Of course, all of our efforts rest on the success of our networks of Central Authorities in facilitating mutual assistance; apprehending fugitives and– when appropriate – extraditing wrongdoers.  I am proud to report that here, too, the United States has been deeply engaged and dedicated to modernizing our practices.  In recent months, with the vocal support of President Obama, the Department of Justice has significantly expanded our Office of International Affairs, giving our colleagues overseas more opportunities to connect with our Department of Justice experts, investigators and prosecutors.  We’ve simplified the process whereby foreign authorities can obtain evidence from the United States, saving critical time and streamlining complex procedures.  And we’ve joined with the U.S. State Department to launch the Global Central Authorities Initiative – which has helped bring us together here today and which is dedicated to working with countries around the world to create or expand the capacity of Central Authorities responsible for providing international legal support in criminal investigations and prosecutions.  These are all vital steps towards closing jurisdictional gaps, improving international cooperation and promoting the rule of law.

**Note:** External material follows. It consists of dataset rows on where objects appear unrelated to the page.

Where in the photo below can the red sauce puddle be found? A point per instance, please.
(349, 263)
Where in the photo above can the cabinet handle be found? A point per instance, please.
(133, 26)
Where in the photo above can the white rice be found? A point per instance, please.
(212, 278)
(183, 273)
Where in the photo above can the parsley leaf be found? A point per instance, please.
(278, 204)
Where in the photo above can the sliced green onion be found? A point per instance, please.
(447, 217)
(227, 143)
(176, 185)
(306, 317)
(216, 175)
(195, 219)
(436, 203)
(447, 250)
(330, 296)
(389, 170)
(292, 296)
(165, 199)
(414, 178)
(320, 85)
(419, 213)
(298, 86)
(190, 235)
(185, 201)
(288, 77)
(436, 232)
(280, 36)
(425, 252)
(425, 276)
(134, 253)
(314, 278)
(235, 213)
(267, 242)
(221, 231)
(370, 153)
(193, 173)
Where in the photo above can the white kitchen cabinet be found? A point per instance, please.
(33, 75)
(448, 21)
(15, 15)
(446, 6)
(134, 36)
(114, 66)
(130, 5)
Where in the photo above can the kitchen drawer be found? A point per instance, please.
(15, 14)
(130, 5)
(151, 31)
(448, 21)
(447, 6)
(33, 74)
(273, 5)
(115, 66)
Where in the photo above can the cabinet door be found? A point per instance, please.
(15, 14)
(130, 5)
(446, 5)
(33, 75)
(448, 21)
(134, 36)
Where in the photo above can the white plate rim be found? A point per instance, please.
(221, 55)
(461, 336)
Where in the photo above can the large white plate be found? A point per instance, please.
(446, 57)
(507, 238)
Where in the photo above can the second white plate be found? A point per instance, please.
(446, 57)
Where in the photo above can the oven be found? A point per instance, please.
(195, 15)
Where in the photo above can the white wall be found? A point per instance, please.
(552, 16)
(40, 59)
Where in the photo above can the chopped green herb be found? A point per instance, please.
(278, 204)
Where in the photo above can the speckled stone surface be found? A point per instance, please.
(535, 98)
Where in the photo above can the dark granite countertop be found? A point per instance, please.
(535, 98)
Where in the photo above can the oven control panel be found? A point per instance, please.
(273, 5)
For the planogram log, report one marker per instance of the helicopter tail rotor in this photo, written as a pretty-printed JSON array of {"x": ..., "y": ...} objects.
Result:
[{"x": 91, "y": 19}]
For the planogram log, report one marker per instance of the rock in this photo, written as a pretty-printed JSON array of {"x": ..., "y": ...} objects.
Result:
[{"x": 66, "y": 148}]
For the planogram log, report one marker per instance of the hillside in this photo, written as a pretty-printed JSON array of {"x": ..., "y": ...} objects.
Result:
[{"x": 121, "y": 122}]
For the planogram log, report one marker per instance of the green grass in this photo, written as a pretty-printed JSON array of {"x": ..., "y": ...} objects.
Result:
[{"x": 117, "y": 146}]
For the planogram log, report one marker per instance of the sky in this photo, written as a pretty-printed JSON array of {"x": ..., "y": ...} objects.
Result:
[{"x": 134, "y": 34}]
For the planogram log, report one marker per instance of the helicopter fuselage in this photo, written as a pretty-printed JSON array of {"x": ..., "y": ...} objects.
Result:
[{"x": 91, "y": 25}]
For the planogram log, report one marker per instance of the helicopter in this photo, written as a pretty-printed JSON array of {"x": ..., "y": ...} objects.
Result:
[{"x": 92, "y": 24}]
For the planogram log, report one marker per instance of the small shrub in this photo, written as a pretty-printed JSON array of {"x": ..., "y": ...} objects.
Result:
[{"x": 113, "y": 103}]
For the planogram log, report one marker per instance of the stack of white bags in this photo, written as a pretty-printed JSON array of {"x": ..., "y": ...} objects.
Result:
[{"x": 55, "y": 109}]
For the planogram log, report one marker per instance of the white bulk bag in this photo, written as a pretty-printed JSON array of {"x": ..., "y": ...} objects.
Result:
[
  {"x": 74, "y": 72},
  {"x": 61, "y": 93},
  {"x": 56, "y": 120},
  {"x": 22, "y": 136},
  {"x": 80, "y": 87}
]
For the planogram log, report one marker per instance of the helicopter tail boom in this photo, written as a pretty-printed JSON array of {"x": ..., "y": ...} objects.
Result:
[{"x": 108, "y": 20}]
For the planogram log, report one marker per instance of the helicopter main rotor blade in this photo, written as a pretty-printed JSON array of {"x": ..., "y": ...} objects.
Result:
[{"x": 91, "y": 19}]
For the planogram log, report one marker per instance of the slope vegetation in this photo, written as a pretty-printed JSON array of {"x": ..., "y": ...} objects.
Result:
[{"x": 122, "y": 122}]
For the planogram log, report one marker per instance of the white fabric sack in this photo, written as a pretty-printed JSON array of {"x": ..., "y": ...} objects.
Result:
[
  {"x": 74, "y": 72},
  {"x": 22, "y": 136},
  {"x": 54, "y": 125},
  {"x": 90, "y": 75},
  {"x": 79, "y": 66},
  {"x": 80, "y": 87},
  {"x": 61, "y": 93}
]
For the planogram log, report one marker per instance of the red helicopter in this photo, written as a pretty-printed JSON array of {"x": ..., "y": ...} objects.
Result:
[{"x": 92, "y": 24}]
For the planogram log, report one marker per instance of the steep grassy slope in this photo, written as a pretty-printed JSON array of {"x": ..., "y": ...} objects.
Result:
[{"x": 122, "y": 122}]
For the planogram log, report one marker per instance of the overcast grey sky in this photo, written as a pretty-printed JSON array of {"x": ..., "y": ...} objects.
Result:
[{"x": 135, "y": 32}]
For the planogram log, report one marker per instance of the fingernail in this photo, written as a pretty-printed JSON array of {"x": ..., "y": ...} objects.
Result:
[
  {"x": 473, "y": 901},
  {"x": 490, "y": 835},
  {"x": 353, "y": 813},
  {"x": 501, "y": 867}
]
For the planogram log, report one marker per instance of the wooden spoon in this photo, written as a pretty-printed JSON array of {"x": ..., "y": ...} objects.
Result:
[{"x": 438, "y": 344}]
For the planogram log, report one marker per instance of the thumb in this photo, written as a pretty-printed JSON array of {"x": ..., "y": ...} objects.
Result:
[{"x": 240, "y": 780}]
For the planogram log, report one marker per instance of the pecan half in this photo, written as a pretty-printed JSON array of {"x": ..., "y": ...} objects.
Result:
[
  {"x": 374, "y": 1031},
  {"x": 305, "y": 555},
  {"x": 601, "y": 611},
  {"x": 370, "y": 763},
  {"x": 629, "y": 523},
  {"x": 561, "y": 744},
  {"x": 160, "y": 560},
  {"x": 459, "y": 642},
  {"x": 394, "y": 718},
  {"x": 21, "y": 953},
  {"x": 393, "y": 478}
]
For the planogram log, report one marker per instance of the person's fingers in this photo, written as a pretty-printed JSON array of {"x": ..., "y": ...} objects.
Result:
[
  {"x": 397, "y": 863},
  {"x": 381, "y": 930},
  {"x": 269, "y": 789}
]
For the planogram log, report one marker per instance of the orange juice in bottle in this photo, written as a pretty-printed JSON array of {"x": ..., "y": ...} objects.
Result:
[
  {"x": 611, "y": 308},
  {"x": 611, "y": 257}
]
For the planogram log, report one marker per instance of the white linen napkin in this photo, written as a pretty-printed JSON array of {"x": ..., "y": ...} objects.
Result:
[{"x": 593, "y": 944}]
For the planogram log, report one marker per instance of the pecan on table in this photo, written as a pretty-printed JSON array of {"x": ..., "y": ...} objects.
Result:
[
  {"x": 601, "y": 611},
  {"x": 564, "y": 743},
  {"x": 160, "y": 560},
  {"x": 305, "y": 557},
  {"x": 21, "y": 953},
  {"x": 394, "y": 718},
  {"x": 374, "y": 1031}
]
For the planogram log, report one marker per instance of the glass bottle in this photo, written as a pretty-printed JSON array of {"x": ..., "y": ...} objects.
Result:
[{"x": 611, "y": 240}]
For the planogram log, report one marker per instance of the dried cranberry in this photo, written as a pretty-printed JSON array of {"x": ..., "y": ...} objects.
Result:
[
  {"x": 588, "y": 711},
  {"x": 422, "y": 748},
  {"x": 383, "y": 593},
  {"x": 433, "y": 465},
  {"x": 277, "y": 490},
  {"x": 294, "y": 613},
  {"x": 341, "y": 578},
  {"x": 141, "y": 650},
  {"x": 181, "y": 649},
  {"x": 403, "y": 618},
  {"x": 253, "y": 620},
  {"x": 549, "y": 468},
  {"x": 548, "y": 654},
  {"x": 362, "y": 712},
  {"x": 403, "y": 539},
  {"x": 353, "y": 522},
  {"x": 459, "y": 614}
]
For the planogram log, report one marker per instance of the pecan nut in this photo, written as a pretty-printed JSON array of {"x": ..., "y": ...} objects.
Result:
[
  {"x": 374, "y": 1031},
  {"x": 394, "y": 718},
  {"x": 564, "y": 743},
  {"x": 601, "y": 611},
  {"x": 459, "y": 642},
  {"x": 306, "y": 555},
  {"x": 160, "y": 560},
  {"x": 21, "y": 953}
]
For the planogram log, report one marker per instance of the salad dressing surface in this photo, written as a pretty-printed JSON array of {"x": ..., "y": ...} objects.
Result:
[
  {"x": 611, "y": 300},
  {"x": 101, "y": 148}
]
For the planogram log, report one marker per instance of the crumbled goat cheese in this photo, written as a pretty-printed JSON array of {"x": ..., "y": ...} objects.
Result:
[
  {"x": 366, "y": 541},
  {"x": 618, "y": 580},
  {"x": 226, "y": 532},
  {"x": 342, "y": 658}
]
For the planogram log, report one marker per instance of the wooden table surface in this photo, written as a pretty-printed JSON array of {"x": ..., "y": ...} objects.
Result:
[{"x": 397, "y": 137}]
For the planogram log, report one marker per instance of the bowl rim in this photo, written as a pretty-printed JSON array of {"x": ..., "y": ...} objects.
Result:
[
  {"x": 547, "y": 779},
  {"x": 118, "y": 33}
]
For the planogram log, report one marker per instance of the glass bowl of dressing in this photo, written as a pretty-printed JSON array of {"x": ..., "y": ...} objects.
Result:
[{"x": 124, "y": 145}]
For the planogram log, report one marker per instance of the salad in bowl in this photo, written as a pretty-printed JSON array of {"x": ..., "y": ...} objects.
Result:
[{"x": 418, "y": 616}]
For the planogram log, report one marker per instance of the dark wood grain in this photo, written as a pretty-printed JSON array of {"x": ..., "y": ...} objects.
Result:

Over the course of our time together in Rabat, we have discussed our common challenges with clear eyes and honest candor.  As our discussion today shows, none of us has any illusions that meeting the unique threats of the 21st century will be easy, or that our path forward will be straight or smooth.  The problems we see are complex, the adversaries we confront are fast-moving and the threats we face constantly adapt and evolve.  But as we join with each other here today – in this community of nations – I am even more confident that we can navigate the long road ahead.  By standing together in support of what is right; by marching together in the spirit of progress; and by collaborating with one another in the pursuit of our common goals, we can expand and bolster the promise of justice for all of our peoples across all of the world.

On behalf of the entire United States Department of Justice, I thank you again for your partnership.  I am grateful for your commitment and friendship in this mission.  And I look forward to all that we will continue to achieve together in the months and years to come.